To properly fetch admin account info, use `--authenticationDatabase admin` when accessing MongoDB
### Using Connection String
```
mongodb://johndoe:[email protected],db2.example.com/dbName?authSource=admin?replicaSet=example-replica-set
```
Refer to this [post](https://docs.mongodb.com/manual/reference/connection-string/) for more info on connection string format.
Don't forget to change:
- user and password to your own
- `example.com` to your own domain
- `dbName` to your own database name
- `example-replica-set` to your own replica set name
## Automated Backup to AWS S3
Credit:
- https://gist.github.com/eladnava/96bd9771cd2e01fb4427230563991c8d
- https://gist.github.com/caraboides/7679bb73f4f13e36fc2b9dbded3c24c0
First script requires extra use of space to hold temporary backup files, and second script allows you to directly backup files to S3 without extra use of space. So I merged both together along with authentication to backup/restore database easily.

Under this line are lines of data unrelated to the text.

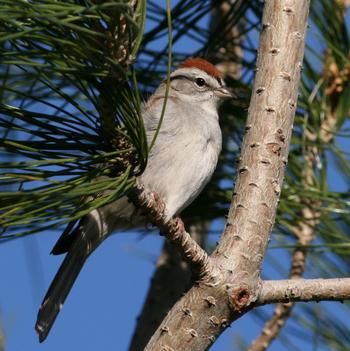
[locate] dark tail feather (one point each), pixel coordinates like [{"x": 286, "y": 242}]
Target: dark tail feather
[
  {"x": 82, "y": 242},
  {"x": 58, "y": 291}
]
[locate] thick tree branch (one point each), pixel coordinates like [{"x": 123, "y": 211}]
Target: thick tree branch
[
  {"x": 305, "y": 228},
  {"x": 295, "y": 290},
  {"x": 207, "y": 309}
]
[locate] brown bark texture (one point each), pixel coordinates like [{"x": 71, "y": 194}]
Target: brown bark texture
[{"x": 230, "y": 283}]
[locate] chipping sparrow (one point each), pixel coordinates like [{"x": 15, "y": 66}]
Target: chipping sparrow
[{"x": 180, "y": 164}]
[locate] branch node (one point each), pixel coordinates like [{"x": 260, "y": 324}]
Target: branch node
[{"x": 240, "y": 298}]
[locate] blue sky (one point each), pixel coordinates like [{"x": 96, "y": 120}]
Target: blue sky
[{"x": 100, "y": 312}]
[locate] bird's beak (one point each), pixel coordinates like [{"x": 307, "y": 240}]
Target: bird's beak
[{"x": 223, "y": 93}]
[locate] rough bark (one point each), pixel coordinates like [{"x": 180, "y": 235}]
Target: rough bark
[
  {"x": 305, "y": 229},
  {"x": 173, "y": 276},
  {"x": 212, "y": 304}
]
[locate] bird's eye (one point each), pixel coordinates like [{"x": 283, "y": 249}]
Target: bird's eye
[{"x": 200, "y": 82}]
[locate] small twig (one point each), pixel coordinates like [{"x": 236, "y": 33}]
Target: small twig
[
  {"x": 298, "y": 290},
  {"x": 174, "y": 231}
]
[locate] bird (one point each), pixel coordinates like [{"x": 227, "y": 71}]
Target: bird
[{"x": 180, "y": 163}]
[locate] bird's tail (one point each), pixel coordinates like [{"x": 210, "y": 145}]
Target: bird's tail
[
  {"x": 58, "y": 291},
  {"x": 89, "y": 234}
]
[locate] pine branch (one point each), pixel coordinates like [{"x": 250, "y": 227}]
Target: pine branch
[
  {"x": 207, "y": 309},
  {"x": 306, "y": 290}
]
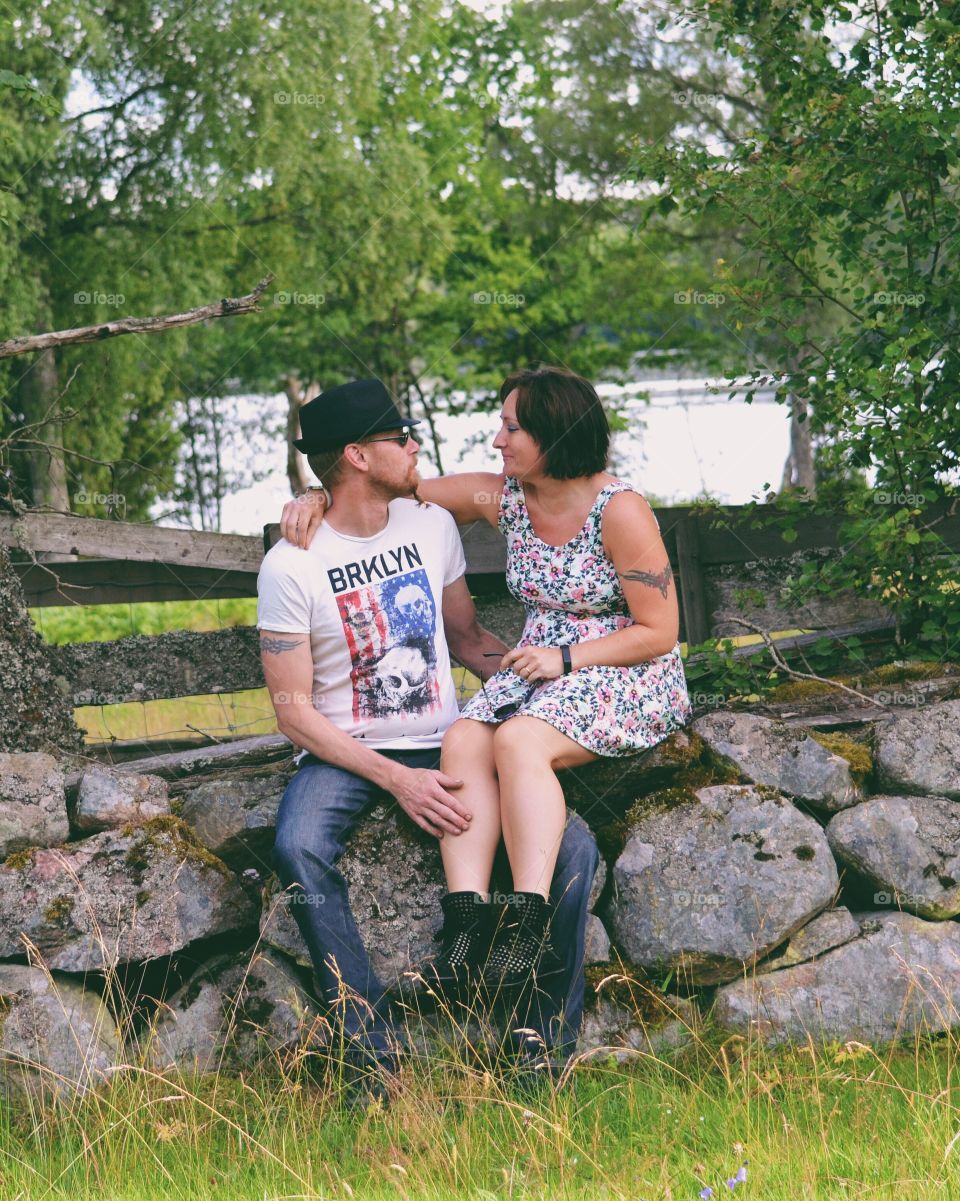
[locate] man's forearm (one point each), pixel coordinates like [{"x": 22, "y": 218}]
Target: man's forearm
[
  {"x": 476, "y": 650},
  {"x": 312, "y": 732}
]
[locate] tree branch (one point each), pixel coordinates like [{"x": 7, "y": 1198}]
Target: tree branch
[{"x": 226, "y": 308}]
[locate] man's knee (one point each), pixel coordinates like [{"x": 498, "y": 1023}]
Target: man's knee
[
  {"x": 579, "y": 856},
  {"x": 303, "y": 844}
]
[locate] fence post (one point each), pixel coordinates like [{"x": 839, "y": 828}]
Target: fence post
[{"x": 692, "y": 592}]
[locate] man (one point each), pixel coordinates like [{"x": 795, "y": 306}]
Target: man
[{"x": 355, "y": 637}]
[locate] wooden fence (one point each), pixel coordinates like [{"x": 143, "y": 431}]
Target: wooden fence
[{"x": 725, "y": 565}]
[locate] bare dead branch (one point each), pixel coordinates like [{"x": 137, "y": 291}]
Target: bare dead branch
[
  {"x": 803, "y": 675},
  {"x": 226, "y": 308}
]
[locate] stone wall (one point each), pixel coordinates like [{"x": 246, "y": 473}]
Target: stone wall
[{"x": 782, "y": 882}]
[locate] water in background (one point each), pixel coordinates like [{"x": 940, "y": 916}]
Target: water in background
[{"x": 685, "y": 442}]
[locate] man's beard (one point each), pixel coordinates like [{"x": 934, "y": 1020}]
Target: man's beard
[{"x": 406, "y": 490}]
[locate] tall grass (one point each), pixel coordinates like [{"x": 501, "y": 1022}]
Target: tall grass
[{"x": 811, "y": 1121}]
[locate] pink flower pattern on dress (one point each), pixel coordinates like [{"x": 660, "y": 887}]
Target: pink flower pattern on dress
[{"x": 572, "y": 593}]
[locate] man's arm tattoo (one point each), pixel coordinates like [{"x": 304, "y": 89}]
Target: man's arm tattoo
[
  {"x": 661, "y": 581},
  {"x": 278, "y": 645}
]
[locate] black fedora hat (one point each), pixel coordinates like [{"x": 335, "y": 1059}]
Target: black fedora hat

Checkout this [script](https://gist.github.com/calvinh8/c99e198ce5df3d8b1f1e42c1b984d7a4#file-2-backup-sh) on how to automate the backups
## Further Configuration
For how to setup log rotation, perform maintenance, and more, please visit Elad's [post](https://eladnava.com/deploy-a-highly-available-mongodb-replica-set-on-aws/#setuplogrotation)
## Hooray!
Now you just deployed highly-available MongoDB server on AWS on your own! Hooray!